Activist groups displeased with Europe's reported Internet monitoring plans and extradition practices claimed to have disabled the websites of Britain's Home Office and Justice Ministry over the weekend.

This post has been updated.

Activist groups displeased with Europe's reported Internet monitoring plans and extradition practices claimed to have disabled the websites of Britain's Home Office and Justice Ministry over the weekend.

The loosely assembled collective wielded the same offensive against Justice.gov in January to kill anti-piracy legislation that it condemned as Web censorship.

Some purported hacktivists indicated in tweets that the strikes were payback for the extradition of alleged British hackers to the United States.

Other tweets suggested the motivation was a UK government measure that would allow authorities to track citizens' e-mails, text messages and other online activity.

"TANGO DOWN - http://www.homeoffice.gov.uk/ (via @AnonymouSpoon) For your draconian surveillance proposals! Told you to #ExpectUs! #ANONYMOUS #AnonUK," YourAnonNews tweeted Saturday afternoon. "Tango down" is hacker-speak for an attack, typically a denial of service outage, rather than unauthorized entry, that floods website servers with paralyzing, useless traffic.

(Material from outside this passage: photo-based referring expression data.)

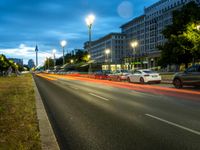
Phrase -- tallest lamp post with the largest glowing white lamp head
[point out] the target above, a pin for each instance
(89, 21)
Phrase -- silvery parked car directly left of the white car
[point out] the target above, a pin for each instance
(119, 75)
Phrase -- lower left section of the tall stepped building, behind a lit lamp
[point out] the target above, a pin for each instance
(135, 31)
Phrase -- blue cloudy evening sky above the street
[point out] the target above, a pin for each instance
(25, 23)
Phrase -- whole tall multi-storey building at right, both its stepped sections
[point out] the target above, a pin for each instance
(147, 30)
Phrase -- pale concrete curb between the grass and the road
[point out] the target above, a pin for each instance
(47, 136)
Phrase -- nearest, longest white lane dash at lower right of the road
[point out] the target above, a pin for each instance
(174, 124)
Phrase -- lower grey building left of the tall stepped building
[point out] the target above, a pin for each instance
(114, 43)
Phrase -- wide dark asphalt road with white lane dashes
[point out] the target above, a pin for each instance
(91, 116)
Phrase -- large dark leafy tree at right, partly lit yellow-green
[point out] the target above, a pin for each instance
(180, 46)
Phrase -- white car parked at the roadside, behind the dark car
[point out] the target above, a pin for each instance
(144, 76)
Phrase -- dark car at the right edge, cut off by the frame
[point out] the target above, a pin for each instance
(189, 77)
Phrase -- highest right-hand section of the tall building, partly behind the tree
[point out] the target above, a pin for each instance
(157, 17)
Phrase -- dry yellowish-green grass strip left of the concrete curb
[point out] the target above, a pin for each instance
(18, 121)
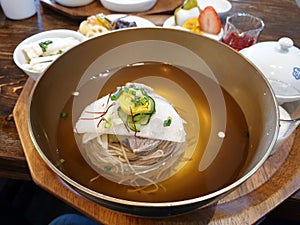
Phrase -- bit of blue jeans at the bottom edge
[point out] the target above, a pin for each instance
(72, 219)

Later that evening, a tweet stated, "TANGO DOWN #3: http://justice.gov.uk for continued derogation of civil liberties (va @OperationLeakS) #ANONYMOUS #DidYouExpectUsYet? #AnonUK"

The UK sites recovered by Sunday evening.

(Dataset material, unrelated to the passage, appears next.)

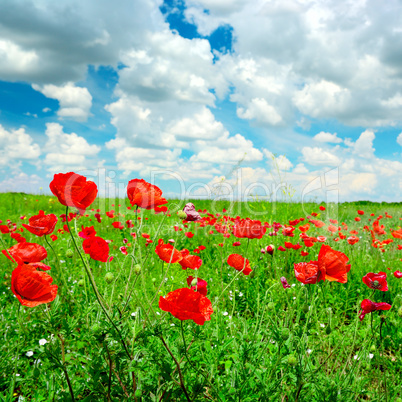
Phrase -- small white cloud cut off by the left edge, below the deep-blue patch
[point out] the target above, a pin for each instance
(16, 146)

Sunday night, the same twitter feed was protesting a new U.S. House bill, the Cyber Intelligence Sharing and Protection Act, or CISPA, that critics say would let the federal government snoop into anyone's e-mails.

"â-º PETITION â-" Save the Internet, #StopCISPA || http://bit.ly/Hju1nI || PLEASE SIGN AND RT!!!," YourAnonNews tweeted.

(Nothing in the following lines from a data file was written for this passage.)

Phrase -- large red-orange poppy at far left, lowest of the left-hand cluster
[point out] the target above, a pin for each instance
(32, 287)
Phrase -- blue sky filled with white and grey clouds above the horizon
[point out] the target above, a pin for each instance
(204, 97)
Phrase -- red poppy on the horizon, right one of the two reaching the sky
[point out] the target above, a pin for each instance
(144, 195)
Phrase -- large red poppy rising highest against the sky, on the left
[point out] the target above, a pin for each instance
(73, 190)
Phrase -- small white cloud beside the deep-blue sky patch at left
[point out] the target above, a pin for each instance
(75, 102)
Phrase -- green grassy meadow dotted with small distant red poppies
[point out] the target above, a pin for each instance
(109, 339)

As of late Monday there were no reports of service interruptions on House.gov websites, but U.S. trade association Tech America has fallen victim. A denial-of-service-attack took out TechAmerica.org on Monday, the association confirmed, pointing to an apparent reprisal by Anonymous for TechAmerica's support of CISPA.

TechAmerica's President Shawn Osborne released a statement, saying:

"We believe the voice of the Internet community is critical to all policy discussions but the conversations need to be based on accurate information. We have thoroughly vetted this bill and see it as an important tool in combatting cyber-attacks, like the one we are experiencing. These types of strong-arm tactics have no place in the critical discussions our country needs to be having about our cybersecurity, they just underscore the importance of them. CISPA is designed to defend against cyberattacks and keep the internet free and open. We will continue to advocate for its passage."